Dix médecins généralistes déposeront vendredi un recours devant le Conseil d'Etat contre le formulaire de choix du médecin traitant
Dix médecins généralistes déposeront ce vendredi un recours devant le Conseil d'Etat contre le formulaire de choix du médecin traitant, au motif qu'il ne respecterait pas le droit des contrats, a-t-on appris mercredi auprès de l'un des requérants, le Dr Jean-Paul Hamon, vice-président de la FMF (Fédération des médecins de France).

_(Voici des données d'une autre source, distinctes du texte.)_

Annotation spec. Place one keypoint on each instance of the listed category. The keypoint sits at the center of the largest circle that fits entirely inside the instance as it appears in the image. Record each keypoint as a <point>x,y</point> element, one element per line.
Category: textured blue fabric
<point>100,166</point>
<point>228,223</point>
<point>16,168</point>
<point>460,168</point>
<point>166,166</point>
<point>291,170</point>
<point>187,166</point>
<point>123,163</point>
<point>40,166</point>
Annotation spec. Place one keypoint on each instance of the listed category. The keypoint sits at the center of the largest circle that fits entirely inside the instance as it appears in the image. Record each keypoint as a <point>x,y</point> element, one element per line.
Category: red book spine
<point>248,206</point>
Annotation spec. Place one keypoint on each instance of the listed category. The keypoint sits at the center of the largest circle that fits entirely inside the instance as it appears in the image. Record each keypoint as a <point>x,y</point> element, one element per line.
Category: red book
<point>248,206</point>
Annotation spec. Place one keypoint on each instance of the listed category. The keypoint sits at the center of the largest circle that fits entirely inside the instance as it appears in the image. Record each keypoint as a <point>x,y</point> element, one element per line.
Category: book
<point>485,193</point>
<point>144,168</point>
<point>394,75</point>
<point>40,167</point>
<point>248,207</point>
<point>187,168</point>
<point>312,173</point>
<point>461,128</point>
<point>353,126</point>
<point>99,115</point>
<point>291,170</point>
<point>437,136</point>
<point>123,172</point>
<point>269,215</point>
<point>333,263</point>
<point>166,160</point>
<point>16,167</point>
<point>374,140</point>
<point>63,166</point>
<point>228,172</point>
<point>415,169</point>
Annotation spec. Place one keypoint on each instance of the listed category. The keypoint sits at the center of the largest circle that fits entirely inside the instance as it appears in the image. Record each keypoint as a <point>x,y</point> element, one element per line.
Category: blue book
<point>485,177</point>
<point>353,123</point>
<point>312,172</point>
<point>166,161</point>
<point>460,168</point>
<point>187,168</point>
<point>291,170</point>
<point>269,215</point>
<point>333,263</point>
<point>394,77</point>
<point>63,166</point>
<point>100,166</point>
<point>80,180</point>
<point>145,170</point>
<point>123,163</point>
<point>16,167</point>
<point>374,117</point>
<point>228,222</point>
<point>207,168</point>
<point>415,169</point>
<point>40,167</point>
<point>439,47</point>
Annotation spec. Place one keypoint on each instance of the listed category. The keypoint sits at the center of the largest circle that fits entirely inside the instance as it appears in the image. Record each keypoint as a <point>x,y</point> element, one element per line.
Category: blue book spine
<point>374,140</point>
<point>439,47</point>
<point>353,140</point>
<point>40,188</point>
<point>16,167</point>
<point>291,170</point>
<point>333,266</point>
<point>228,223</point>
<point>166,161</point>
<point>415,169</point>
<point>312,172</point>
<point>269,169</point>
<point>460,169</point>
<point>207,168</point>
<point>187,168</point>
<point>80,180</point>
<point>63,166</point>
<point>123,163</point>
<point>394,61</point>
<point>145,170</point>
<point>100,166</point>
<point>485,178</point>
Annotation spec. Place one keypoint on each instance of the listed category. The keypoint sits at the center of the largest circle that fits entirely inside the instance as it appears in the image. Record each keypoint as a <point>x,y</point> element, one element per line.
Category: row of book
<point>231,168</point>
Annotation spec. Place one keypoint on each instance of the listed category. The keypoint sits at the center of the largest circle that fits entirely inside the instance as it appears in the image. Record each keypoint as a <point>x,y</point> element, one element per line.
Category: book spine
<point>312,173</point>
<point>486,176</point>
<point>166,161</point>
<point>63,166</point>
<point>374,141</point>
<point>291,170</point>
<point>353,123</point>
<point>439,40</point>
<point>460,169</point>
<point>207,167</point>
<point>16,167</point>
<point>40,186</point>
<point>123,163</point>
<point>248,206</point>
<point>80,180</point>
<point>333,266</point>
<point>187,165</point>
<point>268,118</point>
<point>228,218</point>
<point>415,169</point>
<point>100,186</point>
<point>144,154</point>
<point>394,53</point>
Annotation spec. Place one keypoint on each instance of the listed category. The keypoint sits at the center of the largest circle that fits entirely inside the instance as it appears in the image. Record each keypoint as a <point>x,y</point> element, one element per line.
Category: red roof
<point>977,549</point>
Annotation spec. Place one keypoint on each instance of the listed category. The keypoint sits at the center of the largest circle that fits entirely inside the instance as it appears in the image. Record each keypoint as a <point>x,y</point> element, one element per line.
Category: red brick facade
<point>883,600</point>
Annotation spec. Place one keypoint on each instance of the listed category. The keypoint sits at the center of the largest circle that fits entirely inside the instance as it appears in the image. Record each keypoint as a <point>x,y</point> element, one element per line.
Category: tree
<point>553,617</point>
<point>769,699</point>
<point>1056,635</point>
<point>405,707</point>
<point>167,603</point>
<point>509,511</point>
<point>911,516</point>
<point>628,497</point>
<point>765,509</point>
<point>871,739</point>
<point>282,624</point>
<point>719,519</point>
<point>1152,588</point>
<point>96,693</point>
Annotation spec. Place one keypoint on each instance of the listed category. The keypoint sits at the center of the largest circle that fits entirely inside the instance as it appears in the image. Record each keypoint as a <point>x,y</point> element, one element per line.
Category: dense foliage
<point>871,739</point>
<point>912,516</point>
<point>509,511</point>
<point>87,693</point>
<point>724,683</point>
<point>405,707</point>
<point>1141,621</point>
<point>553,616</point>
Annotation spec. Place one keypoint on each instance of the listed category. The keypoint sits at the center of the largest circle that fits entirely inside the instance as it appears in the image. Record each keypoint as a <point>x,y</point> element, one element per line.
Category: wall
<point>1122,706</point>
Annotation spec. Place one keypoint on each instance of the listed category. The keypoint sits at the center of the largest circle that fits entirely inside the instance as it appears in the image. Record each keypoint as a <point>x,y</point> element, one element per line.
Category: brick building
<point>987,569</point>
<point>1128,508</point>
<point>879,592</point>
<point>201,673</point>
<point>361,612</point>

Les requérants, qui font partie d'organisations de médecine générale protestant contre la nouvelle convention médicale, en visent le symbole puisque le médecin traitant et le parcours de soins constituent le dispositif phare de la réforme de l'assurance maladie.
"Les ministres en font un système essentiel du succès de la réforme et l'assurance maladie fait même de la propagande sur le renvoi des formulaires. En fait de symbole fort, ça nous paraît plutôt être le maillon faible", estime Jean-Paul Hamon.
VÉRITABLE CONTRAT
Selon lui, loin d'être une simple déclaration, le formulaire constitue un contrat qui ne respecte pas la législation en vigueur sur les contrats. "Les parties au contrat ne peuvent conserver aucun exemplaire, ils doivent le renvoyer à la Sécu sans aucune garantie", explique-t-il.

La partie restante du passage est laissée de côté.